Accendo la radio, salto da una stazione all’altra: solo canzonette idiote. E comunque nessuna musica, per quanto celestiale, riuscirebbe a scacciare la morsa infernale che mi stringe il cuore da quando ho ricevuto quelle telefonate.

La prima — la peggiore: “Suo figlio ha ammesso le violenze. Cercategli un buon avvocato”.
La seconda: “Per quanto riguarda le accuse a carico di suo figlio, potremmo puntare sull’infermità mentale”.
La terza: “Venga a riprendersi le cose di suo figlio: in quest’ufficio non vogliamo che rimanga più nessuna traccia di lui”.

Rispondere a quest’ultima è stato facile, concordavamo entrambi: prima andavo, meglio era. “Piazza Pulita” era ancora aperto: ho comprato quello che mi serviva e sono partito di corsa, viaggiando tutta la notte per raggiungere la città in cui mio figlio, la carne della mia carne, aveva scelto di trasferirsi. Voglio ancora illudermi che, così facendo, abbia cercato in qualche modo di allontanarsi dalla propria natura malata.

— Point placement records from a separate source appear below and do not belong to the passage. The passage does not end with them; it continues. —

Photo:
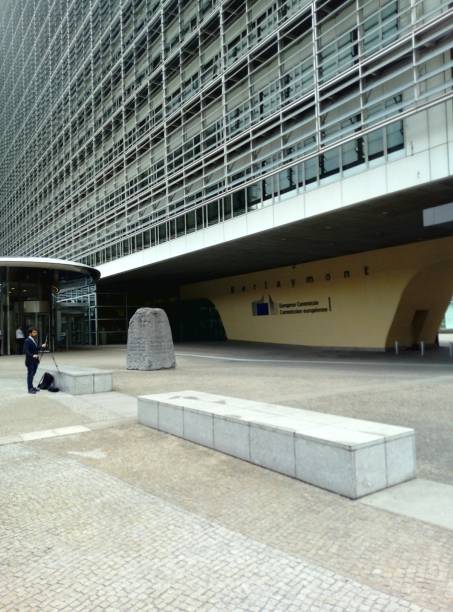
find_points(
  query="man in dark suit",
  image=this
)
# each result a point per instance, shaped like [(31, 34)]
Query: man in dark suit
[(31, 351)]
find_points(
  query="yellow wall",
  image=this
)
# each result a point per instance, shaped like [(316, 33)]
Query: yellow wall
[(371, 308)]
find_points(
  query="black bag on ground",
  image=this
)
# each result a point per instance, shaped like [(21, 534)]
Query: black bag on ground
[(46, 380)]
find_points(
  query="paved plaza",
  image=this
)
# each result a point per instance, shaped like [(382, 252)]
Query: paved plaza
[(100, 513)]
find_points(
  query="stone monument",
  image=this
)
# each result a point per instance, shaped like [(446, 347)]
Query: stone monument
[(149, 341)]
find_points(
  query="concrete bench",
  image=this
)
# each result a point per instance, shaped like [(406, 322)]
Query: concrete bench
[(78, 381), (347, 456)]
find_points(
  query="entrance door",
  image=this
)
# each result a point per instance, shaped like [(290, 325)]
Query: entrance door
[(418, 321)]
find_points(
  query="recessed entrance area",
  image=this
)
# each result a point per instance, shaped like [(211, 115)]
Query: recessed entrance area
[(28, 297)]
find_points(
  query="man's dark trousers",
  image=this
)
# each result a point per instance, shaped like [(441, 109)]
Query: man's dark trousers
[(31, 371), (31, 363)]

Dopo il divorzio infatti, la bambina era stata affidata alla madre, e lui la vedeva solo nei fine settimana e a settimane alterne, quando come ogni buon papà diviso tornava a farle visita.
Nessuno nella nostra famiglia avrebbe potuto immaginare la vera natura di quelle “visite”.

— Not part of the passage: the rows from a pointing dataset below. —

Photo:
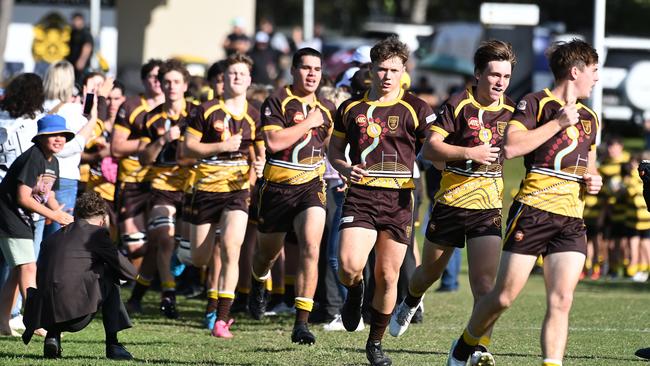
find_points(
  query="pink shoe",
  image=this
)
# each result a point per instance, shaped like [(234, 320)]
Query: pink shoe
[(222, 329)]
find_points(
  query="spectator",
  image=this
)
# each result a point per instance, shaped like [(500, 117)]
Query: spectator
[(81, 46)]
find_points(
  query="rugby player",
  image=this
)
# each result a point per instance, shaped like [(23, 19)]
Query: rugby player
[(296, 127), (163, 128), (556, 134), (384, 127), (468, 134), (220, 135)]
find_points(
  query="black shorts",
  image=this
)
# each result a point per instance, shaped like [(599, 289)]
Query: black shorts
[(131, 199), (279, 204), (167, 198), (380, 209), (207, 207), (532, 231), (452, 226)]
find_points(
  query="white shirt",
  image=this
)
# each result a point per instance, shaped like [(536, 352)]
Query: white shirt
[(70, 156), (15, 138)]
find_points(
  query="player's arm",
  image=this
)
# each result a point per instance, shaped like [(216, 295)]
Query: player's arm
[(593, 180), (521, 141), (194, 148), (436, 149), (336, 151), (283, 138)]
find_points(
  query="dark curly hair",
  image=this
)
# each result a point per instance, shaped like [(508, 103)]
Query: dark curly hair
[(24, 96), (89, 205)]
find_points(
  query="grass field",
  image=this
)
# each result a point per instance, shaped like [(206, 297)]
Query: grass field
[(609, 321)]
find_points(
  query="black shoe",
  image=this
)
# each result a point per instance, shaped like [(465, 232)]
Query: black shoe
[(376, 355), (168, 308), (351, 311), (51, 348), (257, 299), (643, 353), (133, 307), (418, 317), (302, 335), (117, 352)]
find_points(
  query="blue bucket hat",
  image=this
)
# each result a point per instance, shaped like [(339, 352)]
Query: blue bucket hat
[(53, 124)]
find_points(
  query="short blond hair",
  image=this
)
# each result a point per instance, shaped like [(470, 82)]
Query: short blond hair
[(59, 81)]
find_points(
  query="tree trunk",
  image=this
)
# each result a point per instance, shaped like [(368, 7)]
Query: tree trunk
[(419, 11), (6, 12)]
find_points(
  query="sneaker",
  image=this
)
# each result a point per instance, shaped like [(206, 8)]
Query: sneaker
[(133, 307), (376, 355), (451, 361), (302, 335), (337, 325), (16, 323), (222, 329), (257, 300), (209, 319), (481, 358), (401, 319), (351, 311), (168, 308), (280, 308)]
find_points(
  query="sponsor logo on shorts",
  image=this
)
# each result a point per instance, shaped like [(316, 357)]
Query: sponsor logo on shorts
[(473, 123), (362, 120), (393, 122), (519, 235), (501, 127), (521, 105), (298, 117)]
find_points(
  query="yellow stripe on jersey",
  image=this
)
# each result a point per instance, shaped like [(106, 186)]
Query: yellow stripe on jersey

Stamattina alle sette ero davanti al suo ex ufficio. Alle otto e trenta ho visto le porte girevoli inghiottire ad uno ad uno i suoi colleghi, freschi di barba e acqua di colonia. Ho immaginato mio figlio entrare insieme a loro, in un completo azzurro con cravatta, il volto liscio, le mani curate, e addosso l’odore pulito della doccia.

Alle nove, stringendo in pugno i miei acquisti da “Piazza Pulita”, sono entrato anch’io. Mi sono presentato alla reception e ho pronunciato il mio, il suo abietto cognome. Qualcuno, non ricordo che faccia abbia, è spuntato all’istante da non so dove e mi ha condotto, come si conduce un cieco, il cieco che sono stato finora!, alla sua postazione.

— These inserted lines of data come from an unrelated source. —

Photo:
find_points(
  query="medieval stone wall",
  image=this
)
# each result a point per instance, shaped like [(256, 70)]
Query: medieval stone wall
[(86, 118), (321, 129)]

Ho infilato i guanti di gomma — non sopporto l’idea di toccare le stesse cose che lui ha toccato — e ho aperto il rotolo dei sacchi neri. Prendevo ogni suo oggetto con cautela, usando soltanto la punta delle dita, come se fosse stato un ratto morto, e sbanf!, lo sbattevo nel sacco. Credo che anche i suoi colleghi di stanza, impegnatissimi in dialoghi muti con i loro computer, stessero provando lo stesso schifo; non mi stupirei se, dopo di me, avessero chiamato un disinfestatore. Come se la pedofilia fosse un virus maligno, un mostruoso contagio della carne.
Finalmente ho fatto piazza pulita e sono andato via a occhi bassi, senza salutarli, come quando ero arrivato. Non me la sono sentita di metterli ancora di più in imbarazzo: come si può dire o rispondere “Buongiorno” e “Arrivederci” al padre di un ex collega che ha violentato la carne della sua carne?

Come si dividono il tempo e lo spazio di un ufficio con un pedofilo senza mai sospettarne la vera natura?

Come si sopravvive al rimorso di aver generato un mostro, come si attraversano gli sguardi di chi sotto sotto pensa che, se tuo figlio è un pedofilo della peggior specie, in fondo forse è anche colpa tua?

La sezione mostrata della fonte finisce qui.